A.1.3 Four-or-Five Token Difference

1.3.1.Fa:	pish bini ab ve npava dar litvania.[7-tokens]
1.3.1.Hi:	Havāmāna andāja lithu’āniyā. [3-tokens]
1.3.1.En:	Weather forecast in Lithuania.

1.3.2.Fa:	besiar sadeh baraye estefadeh.[4-tokens]
1.3.2.Hi:	ka upayog karane ke lie bahut hee saral. [8-tokens]
1.3.2.En:	Very simple to use.

A.2 Inversion Example

2.1.original-Fa (read from right-to-left):

.daram arezo azizan baraye zibayi

2.1.En (of original-Fa ):

I wish beauty for the loved ones.

2.1.inverted-Fa inverted (read left-to-right):

daram arezo azizan baraye zibayi.

2.1.En (of inverted-Fa ):

I wish the loved ones for beauty.

As we can see, the inverted sentence wishes the loved ones FOR the beauty, which to some extent does not make sense at all. Hence, the conclusion we made here is that the inversion of the sentence disrupts the intended meaning and perhaps alignment, which consequently affects the overall performance negatively.

A.3 Syntactic Divergence

Through the examples taken from Bhattacharyya (2015), we are going to observe some cases where Persian and Hindi sentences do not diverge, which implies syntactic closeness.

A.3.1 Constituent Order Divergence

It is related to the divergence of word order between a pair.
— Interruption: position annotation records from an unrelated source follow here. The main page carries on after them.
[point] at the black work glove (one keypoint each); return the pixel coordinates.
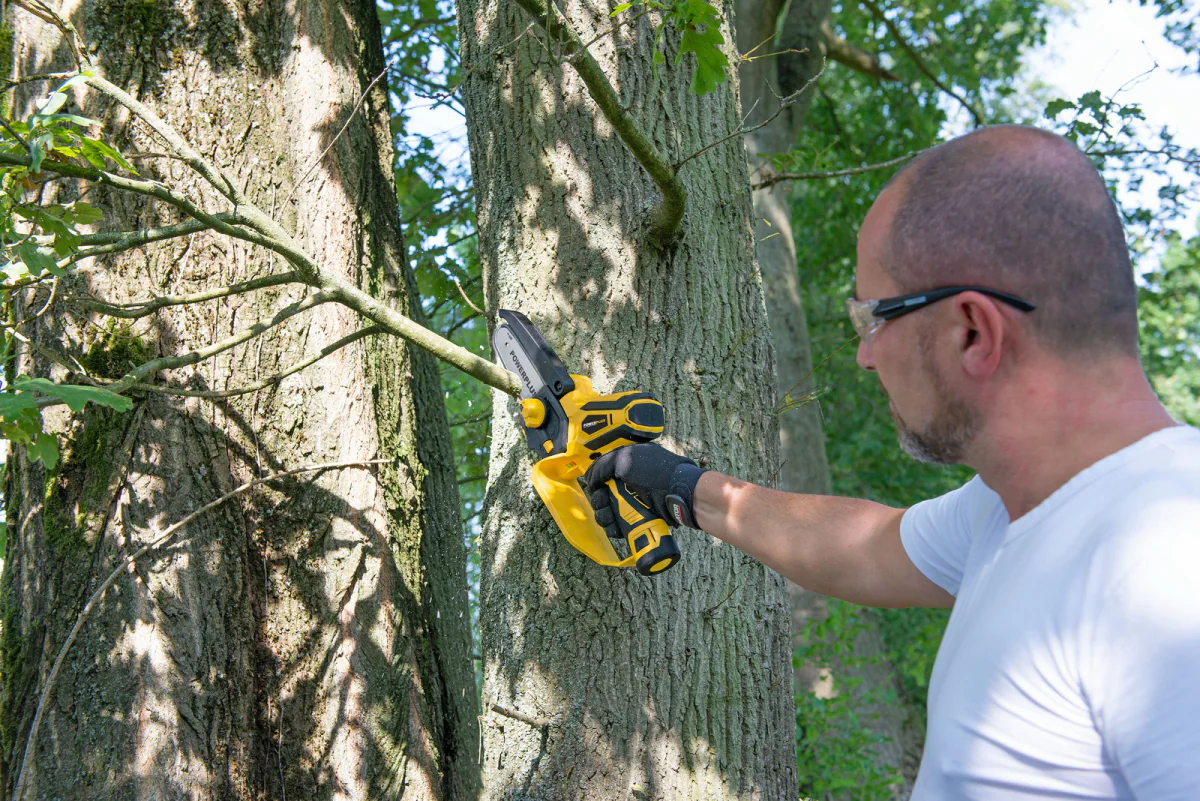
(664, 480)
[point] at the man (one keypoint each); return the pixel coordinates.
(1071, 664)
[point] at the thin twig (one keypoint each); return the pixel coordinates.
(538, 722)
(163, 538)
(667, 216)
(613, 28)
(838, 173)
(742, 131)
(463, 293)
(346, 125)
(69, 31)
(921, 61)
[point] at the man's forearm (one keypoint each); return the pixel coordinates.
(843, 547)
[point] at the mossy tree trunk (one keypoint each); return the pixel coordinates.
(803, 38)
(309, 640)
(598, 682)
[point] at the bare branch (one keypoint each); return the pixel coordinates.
(147, 307)
(271, 235)
(538, 722)
(463, 293)
(846, 54)
(346, 125)
(215, 395)
(193, 356)
(163, 538)
(211, 174)
(778, 178)
(42, 11)
(783, 104)
(919, 61)
(669, 215)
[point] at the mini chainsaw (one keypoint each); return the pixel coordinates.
(568, 425)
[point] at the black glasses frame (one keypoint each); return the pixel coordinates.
(889, 308)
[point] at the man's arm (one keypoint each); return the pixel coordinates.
(841, 547)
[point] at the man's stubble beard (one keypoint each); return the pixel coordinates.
(954, 423)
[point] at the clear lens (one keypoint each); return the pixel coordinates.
(862, 317)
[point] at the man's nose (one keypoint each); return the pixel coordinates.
(865, 356)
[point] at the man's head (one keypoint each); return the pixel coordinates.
(1012, 209)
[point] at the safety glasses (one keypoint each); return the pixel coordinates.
(869, 317)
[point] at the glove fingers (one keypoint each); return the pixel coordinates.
(600, 471)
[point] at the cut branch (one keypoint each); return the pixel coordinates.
(184, 360)
(211, 174)
(163, 538)
(215, 395)
(669, 214)
(783, 104)
(919, 61)
(271, 235)
(778, 178)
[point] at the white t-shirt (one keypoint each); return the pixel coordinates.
(1071, 666)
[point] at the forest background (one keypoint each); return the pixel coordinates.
(915, 76)
(1009, 62)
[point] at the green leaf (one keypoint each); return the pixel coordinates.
(1056, 107)
(39, 260)
(45, 449)
(37, 151)
(75, 396)
(1091, 101)
(711, 61)
(52, 103)
(95, 151)
(73, 80)
(13, 404)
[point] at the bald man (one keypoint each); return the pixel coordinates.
(995, 300)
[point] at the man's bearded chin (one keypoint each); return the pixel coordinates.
(946, 439)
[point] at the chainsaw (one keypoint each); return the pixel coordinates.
(567, 425)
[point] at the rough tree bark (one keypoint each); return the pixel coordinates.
(805, 38)
(600, 684)
(309, 640)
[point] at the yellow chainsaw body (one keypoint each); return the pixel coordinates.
(598, 423)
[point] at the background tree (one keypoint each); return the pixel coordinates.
(610, 215)
(311, 640)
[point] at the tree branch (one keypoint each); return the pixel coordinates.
(147, 307)
(846, 54)
(921, 61)
(211, 174)
(163, 538)
(191, 357)
(667, 216)
(778, 178)
(215, 395)
(271, 235)
(783, 104)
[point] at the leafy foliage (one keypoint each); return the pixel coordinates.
(41, 240)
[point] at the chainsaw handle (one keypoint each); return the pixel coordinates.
(651, 541)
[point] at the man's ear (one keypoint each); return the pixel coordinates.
(979, 333)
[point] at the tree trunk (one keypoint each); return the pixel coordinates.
(802, 40)
(309, 640)
(598, 682)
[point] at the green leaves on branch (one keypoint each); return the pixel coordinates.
(701, 25)
(21, 413)
(39, 238)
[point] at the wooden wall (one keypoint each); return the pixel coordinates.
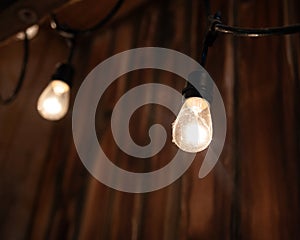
(252, 193)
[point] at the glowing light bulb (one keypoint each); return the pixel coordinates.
(192, 129)
(53, 103)
(31, 32)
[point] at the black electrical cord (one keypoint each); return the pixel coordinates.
(5, 101)
(66, 30)
(248, 32)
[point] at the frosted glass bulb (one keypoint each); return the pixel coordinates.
(53, 103)
(192, 129)
(31, 32)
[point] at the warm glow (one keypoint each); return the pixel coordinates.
(192, 129)
(53, 103)
(31, 32)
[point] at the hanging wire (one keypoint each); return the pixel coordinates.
(248, 32)
(71, 31)
(5, 101)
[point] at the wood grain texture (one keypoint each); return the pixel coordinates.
(253, 191)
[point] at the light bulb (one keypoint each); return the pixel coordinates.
(31, 32)
(53, 103)
(192, 129)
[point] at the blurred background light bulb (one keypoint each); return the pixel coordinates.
(53, 103)
(31, 32)
(192, 129)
For instance, below we can see that both follow the same SOV order. 3.1.1.En: Jim (S) is playing (V) tennis (O) 3.1.1.Fa: jim (S) tenis (O) bazi karde rahi ast(V). [Jim tenis play done being is] 3.1.1.Hi: jeem (S) tenis (O) khel rahaa hai (V) [Jim tennis playing is]
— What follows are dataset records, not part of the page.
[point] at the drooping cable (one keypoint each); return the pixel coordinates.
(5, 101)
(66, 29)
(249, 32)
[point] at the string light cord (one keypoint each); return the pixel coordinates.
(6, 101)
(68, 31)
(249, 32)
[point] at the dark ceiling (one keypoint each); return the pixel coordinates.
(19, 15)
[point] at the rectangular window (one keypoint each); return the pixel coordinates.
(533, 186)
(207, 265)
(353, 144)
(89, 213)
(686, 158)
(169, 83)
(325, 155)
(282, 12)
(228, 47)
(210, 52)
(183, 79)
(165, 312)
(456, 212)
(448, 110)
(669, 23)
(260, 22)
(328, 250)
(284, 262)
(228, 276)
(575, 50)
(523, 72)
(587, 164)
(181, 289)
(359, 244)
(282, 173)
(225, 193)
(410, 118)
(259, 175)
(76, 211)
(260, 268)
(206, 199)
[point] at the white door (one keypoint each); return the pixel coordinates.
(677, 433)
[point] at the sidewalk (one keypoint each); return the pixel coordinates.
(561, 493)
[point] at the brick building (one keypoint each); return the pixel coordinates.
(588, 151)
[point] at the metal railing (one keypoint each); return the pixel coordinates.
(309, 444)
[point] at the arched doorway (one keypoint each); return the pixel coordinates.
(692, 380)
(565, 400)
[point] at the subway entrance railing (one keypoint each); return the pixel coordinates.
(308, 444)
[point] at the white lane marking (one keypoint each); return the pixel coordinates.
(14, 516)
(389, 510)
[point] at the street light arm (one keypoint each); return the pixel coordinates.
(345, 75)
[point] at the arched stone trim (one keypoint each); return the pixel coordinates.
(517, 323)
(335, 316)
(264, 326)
A.3.2 Null Subject Divergence

Null Subject Divergence refers to the phenomenon languages, such as Persian and Hindi, omit the subject pronoun (like "there" in English), because the subject is implied or understood from the verb form or context.

3.2.1.En:	Long ago, there was a king
3.2.1.Fa:	Khili vaqt pish, yek padshah bud.[Long ago one king was]
3.2.1.Hi:	bahut pahale ek raajaa thaa [Long ago one king was]

Similar practices can be performed to observe that both languages diverge only rarely- conflational divergence.